Pero no sólo absorbe CO2 sino que el regadío aporta oxígeno a la atmósfera por la fotosíntesis de la cubierta vegetal y ayuda a reducir la erosión y la desertización, que podrían agravarse como consecuencia del cambio climático.

Por otra parte, además de su efecto descontaminante, el regadío ayuda a fijar la población en las zonas rurales, una competencia que como su propio apellido indica, ostenta el Ministerio para la Transición Ecológica y el Reto Demográfico, eje vertebrador de toda política encaminada a luchar contra la contaminación.

Pues bien, los datos del Instituto Nacional de Estadística (INE) revelan que 13 de las 15 provincias que más habitantes han perdido durante los diez últimos años son aquellas que menos superficie regada tienen. En esta línea y respecto a la necesaria creación de puestos de trabajo para evitar el vaciado de la España rural, del Rivero apuntaba que en la región de Murcia, como consecuencia del trasvase Tajo-Segura, se han creado 180.000 empleos, a razón de tres puestos de trabajo por hectárea.

El expresidente de Sacyr aducía la posibilidad de crear 5 millones de puestos de trabajo en la España despoblada. De acuerdo con nuestras estimaciones, y teniendo en cuenta que la regulación hídrica podría aumentarse en 16.000 hectómetros cúbicos, la creación de empleo podría escalar hasta los 8 millones de puestos de trabajo.

Y motivo tan loable, al margen de librar la batalla contra las emisiones contaminantes y el cambio climático, bien merecería la urgente puesta en marcha de un Plan Nacional de Infraestructuras Hídricas.

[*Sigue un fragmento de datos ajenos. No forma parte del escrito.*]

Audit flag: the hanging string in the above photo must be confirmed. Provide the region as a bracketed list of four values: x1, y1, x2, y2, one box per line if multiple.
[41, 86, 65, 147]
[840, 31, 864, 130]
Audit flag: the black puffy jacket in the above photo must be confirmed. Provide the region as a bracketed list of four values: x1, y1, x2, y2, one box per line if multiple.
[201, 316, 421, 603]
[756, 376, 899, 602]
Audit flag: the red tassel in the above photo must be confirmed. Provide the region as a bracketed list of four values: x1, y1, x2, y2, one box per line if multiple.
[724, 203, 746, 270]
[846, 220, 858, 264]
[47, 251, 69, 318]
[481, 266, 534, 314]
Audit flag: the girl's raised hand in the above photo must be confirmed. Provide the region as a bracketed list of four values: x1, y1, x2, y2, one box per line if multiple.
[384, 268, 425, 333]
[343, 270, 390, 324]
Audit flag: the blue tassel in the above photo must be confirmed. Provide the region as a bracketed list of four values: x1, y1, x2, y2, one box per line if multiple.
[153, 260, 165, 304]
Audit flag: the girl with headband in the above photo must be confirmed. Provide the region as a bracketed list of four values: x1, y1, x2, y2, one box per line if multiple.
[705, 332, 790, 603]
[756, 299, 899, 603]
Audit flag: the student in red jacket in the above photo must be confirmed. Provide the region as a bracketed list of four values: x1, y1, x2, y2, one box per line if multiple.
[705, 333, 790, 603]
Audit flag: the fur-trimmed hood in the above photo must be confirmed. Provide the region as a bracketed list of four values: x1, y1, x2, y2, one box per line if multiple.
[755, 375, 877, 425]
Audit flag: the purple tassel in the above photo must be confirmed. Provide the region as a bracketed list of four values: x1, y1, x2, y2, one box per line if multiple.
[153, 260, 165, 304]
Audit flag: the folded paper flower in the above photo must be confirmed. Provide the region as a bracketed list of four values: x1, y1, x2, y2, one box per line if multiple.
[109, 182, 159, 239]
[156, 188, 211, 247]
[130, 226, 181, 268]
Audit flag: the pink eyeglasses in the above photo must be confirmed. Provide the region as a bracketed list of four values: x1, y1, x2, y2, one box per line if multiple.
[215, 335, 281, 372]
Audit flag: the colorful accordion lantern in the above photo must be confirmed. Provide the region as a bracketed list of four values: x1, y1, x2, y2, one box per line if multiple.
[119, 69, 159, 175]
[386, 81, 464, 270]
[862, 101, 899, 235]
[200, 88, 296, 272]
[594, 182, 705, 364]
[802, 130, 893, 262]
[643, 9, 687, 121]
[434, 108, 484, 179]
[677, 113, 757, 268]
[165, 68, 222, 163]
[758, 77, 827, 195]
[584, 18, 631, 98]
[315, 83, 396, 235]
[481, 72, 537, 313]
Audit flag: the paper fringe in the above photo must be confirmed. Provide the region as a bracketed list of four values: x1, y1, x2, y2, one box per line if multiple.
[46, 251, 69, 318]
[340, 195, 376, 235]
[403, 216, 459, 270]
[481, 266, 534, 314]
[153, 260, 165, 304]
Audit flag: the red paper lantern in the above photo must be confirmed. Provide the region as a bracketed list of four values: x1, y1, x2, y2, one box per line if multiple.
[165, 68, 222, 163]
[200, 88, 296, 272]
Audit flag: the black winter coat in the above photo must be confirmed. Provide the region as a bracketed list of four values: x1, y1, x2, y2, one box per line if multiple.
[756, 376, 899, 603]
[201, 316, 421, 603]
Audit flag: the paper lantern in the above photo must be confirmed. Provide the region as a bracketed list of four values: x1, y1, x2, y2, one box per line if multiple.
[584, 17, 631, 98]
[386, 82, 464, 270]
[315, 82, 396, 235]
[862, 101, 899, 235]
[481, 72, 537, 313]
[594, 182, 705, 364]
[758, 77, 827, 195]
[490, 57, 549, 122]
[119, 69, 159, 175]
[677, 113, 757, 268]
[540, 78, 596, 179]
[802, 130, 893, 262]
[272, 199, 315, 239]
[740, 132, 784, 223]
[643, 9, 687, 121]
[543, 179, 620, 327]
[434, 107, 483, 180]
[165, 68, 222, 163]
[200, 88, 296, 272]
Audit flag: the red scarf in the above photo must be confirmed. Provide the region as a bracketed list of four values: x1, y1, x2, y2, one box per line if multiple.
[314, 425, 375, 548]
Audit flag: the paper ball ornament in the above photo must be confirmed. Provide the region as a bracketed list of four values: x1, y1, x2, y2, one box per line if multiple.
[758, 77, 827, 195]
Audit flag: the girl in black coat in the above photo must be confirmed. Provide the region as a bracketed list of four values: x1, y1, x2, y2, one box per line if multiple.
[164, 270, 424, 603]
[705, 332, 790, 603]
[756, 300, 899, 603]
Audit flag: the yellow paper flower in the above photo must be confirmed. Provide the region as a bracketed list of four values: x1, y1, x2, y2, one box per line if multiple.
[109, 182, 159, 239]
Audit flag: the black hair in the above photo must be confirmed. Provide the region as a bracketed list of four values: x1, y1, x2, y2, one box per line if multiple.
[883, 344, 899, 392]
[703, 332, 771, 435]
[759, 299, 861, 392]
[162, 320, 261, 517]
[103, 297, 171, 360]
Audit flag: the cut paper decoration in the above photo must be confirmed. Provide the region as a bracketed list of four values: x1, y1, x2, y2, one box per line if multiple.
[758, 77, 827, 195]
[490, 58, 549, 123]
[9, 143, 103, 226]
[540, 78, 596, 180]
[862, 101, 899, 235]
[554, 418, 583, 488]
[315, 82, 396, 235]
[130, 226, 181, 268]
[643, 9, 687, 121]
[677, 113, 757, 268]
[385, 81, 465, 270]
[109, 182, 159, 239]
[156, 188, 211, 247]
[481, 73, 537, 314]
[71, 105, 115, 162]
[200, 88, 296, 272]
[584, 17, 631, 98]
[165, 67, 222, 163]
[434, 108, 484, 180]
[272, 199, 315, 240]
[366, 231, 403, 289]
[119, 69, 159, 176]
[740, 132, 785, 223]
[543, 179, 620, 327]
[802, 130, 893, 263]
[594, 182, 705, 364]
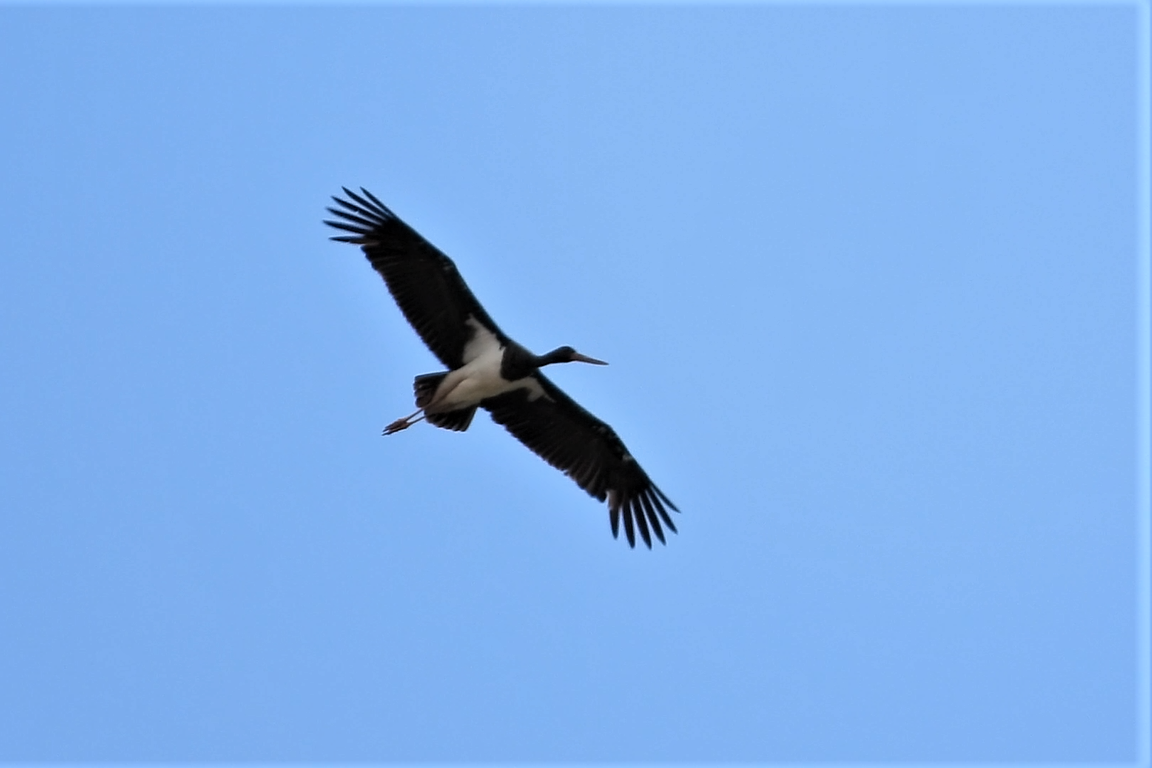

Gracias a este Plan, siempre de manera sostenible, habría que dar continuidad a la construcción y mantenimiento de obras como presas, embalses o trasvases, con las que, además, se prevendrían los efectos negativos de las lluvias torrenciales y se convertirían en recursos para las cuencas deficitarias. Unas consecuencias, las inundaciones y sequías, que se agravarán por culpa del cambio climático, a tenor de los últimos estudios publicados al respecto.

Algunas de estas obras ya están contempladas en los Planes Hidrológicos, que más bien tendrían que llamarse ideológicos, a la espera de su ejecución. ¿Por qué no ahora, cuando España recibirá 140.000 millones de euros para su reconstrucción social y económica? A la vista de los resultados, estas actuaciones recibirían el beneplácito de las autoridades comunitarias. Pero la contaminación política del agua parece dar pábulo al cortoplacismo y el oportunismo que denotan ciertas medidas gubernamentales que, a la postre, no hacen sino banalizar la lucha contra el cambio climático.